The nascent United Australia Party (UAP) held a leadership election on 7 May 1931 to determine the leadership of the new party, and consequently who would have the role of Leader of the Opposition in the federal parliament.

==Background==
Party politics were in disarray in Australia following the defeat of the government of Stanley Bruce at the 1929 federal election and the election of the Labor government of James Scullin. Bruce lost his seat in the election, and was forced to relinquish the leadership of the Nationalist Party to his deputy, John Latham. Latham assumed the role of Leader of the Opposition atop the remaining Nationalist MPs who had not either been defeated or defected. That election was caused by a dispute within the Nationalist Party over industrial relations, causing former Prime Minister Billy Hughes to leave the party and set up the Australian Party.

As the Great Depression hit Australia, economic policy was the centre of debate within the Scullin government. Joseph Lyons and James Fenton differed on proposals for economic recovery, both resigning from the cabinet. On 13 March 1931, though still a Labor MP, Lyons supported a no confidence motion against the Scullin government. Soon afterward, he, Fenton and four other right-wing Labor MPs—Moses Gabb, Allan Guy, Charles McGrath and John Price—resigned from Labor in protest of the government's economic policies. Five of the six Labor dissidents (Gabb the exception) formed the All for Australia League and crossed the floor to the opposition benches.

==Leadership candidates==
The three parties joining to form the UAP were the All for Australia League, Australian Party and Nationalist Party. Each already had a leader of their own with supporters inside and outside of parliament.

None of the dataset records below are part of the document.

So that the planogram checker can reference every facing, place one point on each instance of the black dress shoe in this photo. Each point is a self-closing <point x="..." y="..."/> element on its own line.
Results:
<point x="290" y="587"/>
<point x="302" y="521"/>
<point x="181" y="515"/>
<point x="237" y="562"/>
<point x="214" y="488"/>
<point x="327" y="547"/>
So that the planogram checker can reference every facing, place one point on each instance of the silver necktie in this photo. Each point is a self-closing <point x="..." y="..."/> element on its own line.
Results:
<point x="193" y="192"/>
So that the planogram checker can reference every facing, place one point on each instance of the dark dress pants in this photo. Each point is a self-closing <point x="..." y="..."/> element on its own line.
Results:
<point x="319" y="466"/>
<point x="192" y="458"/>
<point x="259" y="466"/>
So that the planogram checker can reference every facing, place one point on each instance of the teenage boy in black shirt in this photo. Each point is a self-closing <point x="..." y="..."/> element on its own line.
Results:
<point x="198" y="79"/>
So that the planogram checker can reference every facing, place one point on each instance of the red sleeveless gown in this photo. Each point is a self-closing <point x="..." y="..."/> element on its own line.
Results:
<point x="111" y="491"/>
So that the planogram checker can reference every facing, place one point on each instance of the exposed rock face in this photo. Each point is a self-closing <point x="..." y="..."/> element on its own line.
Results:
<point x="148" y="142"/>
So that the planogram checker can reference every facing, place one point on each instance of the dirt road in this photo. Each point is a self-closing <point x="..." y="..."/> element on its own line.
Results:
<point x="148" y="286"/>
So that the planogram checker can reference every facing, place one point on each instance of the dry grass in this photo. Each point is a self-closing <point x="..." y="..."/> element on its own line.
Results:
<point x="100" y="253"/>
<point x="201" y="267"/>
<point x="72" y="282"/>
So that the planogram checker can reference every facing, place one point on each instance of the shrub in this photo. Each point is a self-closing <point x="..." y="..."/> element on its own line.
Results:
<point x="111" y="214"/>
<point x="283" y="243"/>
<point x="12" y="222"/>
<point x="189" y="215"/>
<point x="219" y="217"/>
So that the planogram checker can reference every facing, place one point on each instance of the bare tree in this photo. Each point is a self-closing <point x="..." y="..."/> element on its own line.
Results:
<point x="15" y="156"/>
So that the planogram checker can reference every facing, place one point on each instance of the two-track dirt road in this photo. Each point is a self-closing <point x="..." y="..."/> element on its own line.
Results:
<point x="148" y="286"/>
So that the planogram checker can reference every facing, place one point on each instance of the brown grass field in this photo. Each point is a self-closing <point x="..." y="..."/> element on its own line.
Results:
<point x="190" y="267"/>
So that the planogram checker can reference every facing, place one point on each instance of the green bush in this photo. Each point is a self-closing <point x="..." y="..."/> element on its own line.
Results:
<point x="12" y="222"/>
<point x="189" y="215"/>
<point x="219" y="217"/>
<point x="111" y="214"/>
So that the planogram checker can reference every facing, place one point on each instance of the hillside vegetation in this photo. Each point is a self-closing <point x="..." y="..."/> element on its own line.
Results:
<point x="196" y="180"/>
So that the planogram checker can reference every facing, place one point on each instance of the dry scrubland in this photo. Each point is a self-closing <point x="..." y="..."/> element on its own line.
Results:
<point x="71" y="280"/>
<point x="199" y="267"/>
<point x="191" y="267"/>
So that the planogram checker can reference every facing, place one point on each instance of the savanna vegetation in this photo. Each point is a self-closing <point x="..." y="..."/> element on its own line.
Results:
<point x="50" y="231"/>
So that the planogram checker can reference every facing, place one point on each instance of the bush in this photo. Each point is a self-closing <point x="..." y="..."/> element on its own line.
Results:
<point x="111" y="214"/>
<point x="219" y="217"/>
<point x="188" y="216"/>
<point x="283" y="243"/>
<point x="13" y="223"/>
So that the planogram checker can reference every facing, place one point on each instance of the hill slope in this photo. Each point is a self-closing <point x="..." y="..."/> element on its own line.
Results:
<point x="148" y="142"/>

| Party |  | Name | Positions |
|---|---|---|---|
|  | Australian Party | Billy Hughes | MP for North Sydney (since 1922); Leader of the Australian Party (since 1929); Prime Minister of Australia (1915-23); |
|  | Nationalist Party | John Latham | MP for Kooyong (since 1922); Leader of the Nationalist Party (since 1929); Leader of the Opposition (since 1929); Attorney-General of Australia (1925-29); |
|  | All for Australia League | Joseph Lyons | MP for Wilmot (since 1929); Leader of the All for Australia League (since 1931); Minister for Works and Railways (1929-31); Premier of Tasmania (1923-28); |

==Outcome==
An uncontested leadership was viewed as a way of showing party unity. Therefore, Latham, despite leading the largest of the three non-Labor parties, made way for Lyons. Latham was praised for this with one editorial stating "... the remarkably unselfish attitude of the Leader of the Nationalist Party, Mr Latham. Mr Latham's, dramatic move was so unlike that of any politician before him that Australia found it difficult to understand. It is clear now, however, that Mr Latham was guided by a sincere patriotism to sink his personal ambitions for the good of the nation as a whole."

Latham's unexpected declination, led to Lyons being elected unopposed at the first party room meeting of the UAP. Latham was elected deputy leader, likewise unopposed, and Hughes was admitted to the party alongside former Nationalist defectors to the Australian Party, Walter Duncan and Walter Marks.